Musings on topics of small or large importance. Especially partial to subjects that include baby boomers, public figures, friends, Corporate America, the Denver Broncos, NASCAR, my previous home towns of New York City and Columbia (Maryland), stupidity (mine and others'), diets and health and who knows what else!

Sunday, May 28, 2006

United 93 -- The Nightmare, The Heroes, The Movie

I knew I had to see "United 93." I was living and working in New York City when our country's soul got punched in the gut on 9/11. (No year is necessary -- we all know.) Despite living in the West all but the last 18 years of my life and considering myself a blood-deep Westerner, on 9/11 and in the three or so months following, my bond with "the City" got permanently deeper and stronger. We all felt the same grim connection with Washington, D.C. -- a good friend of mine worked in the Pentagon at the time and had run out into the parking lot when the plane hit -- and with Pennsylvania.

Knowing what "United 93" was, I had to go when I was in a quiet, strong and centered enough mood to handle it. Today, I decided, was the day. Well, technically yesterday, since it's after midnight. No "DaVinci Code" or "X-Men" for me. The film has left a few more theaters each week since its release, replaced by the real or hoped-for blockbusters du jour. I had to drive 30 miles to see it the one time today that the theater showed it, 9:00 p.m.

I got there early and when I entered the room, theater 14, it was empty. I chose a prime seat in the center and sat quietly. I felt like I was waiting for a funeral to begin.

The room started to fill and I was surprised at how many young couples came. I wouldn't think of "United 93" as much of a date movie. Everyone was quiet, almost reverent, until a pack of about a dozen youngsters came. Well, older teens or younger 20's ages. They were laughing and teasing and boistrous. One girl in particular had an especially annoying nervous giggle, which seemed incessant. I found myself tensing up and wanted to stand, turn around and yell, "Shut the fuck up! Don't you know what kind of movie this is going to be?!" But I didn't. I just sat tensely, very irritated. They carried on throughout the previews and I was getting pissed. But then "United 93" started, and to their credit, I never heard another peep out of them.

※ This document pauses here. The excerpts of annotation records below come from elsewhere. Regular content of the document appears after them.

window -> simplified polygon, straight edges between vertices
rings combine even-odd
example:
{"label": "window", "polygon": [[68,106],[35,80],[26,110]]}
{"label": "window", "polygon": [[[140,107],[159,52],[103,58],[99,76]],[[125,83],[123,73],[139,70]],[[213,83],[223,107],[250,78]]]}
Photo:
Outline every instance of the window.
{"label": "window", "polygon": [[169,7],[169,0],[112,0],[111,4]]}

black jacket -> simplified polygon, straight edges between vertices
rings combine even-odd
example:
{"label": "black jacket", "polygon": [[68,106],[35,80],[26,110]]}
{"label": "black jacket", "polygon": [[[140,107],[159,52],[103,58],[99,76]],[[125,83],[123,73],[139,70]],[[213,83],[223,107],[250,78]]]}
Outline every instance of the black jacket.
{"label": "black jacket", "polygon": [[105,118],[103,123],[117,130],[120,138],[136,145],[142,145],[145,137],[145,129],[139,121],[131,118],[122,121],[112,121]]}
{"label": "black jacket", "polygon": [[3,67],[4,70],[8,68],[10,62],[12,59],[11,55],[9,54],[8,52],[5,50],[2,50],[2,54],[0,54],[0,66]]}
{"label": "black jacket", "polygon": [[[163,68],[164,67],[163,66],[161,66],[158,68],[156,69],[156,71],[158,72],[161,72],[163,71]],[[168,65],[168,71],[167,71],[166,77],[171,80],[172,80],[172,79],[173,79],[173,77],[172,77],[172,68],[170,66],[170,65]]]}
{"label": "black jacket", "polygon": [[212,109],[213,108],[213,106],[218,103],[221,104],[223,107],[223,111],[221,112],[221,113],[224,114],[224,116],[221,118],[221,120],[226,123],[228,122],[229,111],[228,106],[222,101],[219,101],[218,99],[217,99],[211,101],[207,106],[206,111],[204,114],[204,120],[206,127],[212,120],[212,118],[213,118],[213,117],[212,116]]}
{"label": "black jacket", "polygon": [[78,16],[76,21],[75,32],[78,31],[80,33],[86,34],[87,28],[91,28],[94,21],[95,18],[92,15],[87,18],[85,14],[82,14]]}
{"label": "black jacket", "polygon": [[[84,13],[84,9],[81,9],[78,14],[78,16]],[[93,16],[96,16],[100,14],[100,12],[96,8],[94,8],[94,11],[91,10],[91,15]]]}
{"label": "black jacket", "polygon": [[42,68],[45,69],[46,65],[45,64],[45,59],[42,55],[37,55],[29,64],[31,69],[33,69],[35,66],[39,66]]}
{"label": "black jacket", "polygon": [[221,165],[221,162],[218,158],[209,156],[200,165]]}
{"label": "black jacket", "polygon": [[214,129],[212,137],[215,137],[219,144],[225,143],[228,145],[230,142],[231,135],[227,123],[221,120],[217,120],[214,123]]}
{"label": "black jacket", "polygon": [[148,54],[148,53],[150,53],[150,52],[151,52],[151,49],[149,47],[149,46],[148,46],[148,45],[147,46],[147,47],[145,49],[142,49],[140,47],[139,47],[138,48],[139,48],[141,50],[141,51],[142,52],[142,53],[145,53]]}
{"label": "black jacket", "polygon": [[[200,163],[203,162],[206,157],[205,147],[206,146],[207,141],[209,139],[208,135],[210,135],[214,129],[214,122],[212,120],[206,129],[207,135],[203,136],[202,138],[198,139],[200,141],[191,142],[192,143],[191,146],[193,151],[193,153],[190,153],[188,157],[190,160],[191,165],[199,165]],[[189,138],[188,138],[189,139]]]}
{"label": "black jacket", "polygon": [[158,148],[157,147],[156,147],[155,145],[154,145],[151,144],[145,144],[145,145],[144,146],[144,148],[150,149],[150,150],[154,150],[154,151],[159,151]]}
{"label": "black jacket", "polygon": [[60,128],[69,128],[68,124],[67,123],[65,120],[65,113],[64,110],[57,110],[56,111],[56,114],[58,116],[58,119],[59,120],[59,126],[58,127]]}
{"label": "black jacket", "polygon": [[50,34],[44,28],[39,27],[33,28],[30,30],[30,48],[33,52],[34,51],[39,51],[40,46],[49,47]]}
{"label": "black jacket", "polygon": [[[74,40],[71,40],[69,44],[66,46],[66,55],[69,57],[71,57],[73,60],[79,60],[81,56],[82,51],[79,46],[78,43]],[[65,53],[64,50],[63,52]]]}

The movie affected everyone in the theater, certainly including me. I sat there with my body tense and wanting to back away, just like I feel in the dentist's chair, and I kept having to tell myself to relax, just like I do in the dentist's chair, and it didn't help, just like it doesn't in the dentist's chair.

Sniffles could be heard as soon as the real-life television footage of the second plane hitting the north tower (or was it the south?) came on as the air traffic controllers in the movie watched, frozen with their mouths open in disbelief. It's controversial whether real footage of that horrific event should have been used in a commercial movie, but this felt very much like a sensitive depiction of what happened that day and the real footage seemed totally appropriate to me. Since I'd been watching the Today show that morning on the NBC station in Manhattan when local broadcaster Jane Hansen broke in with the news, I saw that second plane hit "live" and when it came on in the movie, my heart pounded, my breath drew in and my eyes let go of the tears I didn't know were there. Not one soul in the theater moved a muscle.

I'd heard that "United 93" wasn't exploitative, and I agree. Writer/director Paul Greengrass' understated tone made it much more dramatic for real than movies that try to make the drama more dramatic with over-the-top dialog or hit-you-over-the-head music. The people on the plane in the movie were the people who were on the real fated plane, played by professional but not particularly recognizable actors (which would have been too distracting -- good move!) and they were wearing approximately what the real people were wearing and doing approximately what the real people did as far as they could determine after speaking with surviving family members. That is admirable and will make this movie endure and be meaningful for a long time.

It surprised me that so much of the movie centered on the air traffic controllers in several states and the military, what they knew when, how they found out, how confusing it all was with little or conflicting information and what they tried to do about it. It made for a much more interesting and palatable film rather than staying in the plane the whole time. In the credits (which people actually stayed for afterward), several of those air and military officials played themselves -- very impressive.

The terrorists in the movie were depicted not exactly sympathetically but relatively humanely, especially the leader. This very serious man was shown praying and calling someone to say he loved them just before he boarded the plane. He was clearly following his convictions, as have hundreds of instigators and leaders of brutal wars for centuries.

We all know how it ends so I won't give anything away by saying that the movie goes to black before the plane slams into the ground. The words across the screen afterward tell some interesting facts, the saddest being that the military folks responsible for sending the fighter jets to intercept the planes didn't find out that United's flight 93 had been hijacked until four minutes after it crashed. My God.

I cried what Oprah Winfrey calls the ugly cry for several minutes. Not a sob or a weep but a silent, streaming-tears cry. And I wasn't alone. I think that's why so many people stayed to watch the credits, because they didn't want to walk out yet. It was a disturbing film, difficult to watch but riveting and fascinating. I watched most of it with my gut churning. But I'm glad I saw it and if you're brave enough, I recommend that you go see it too.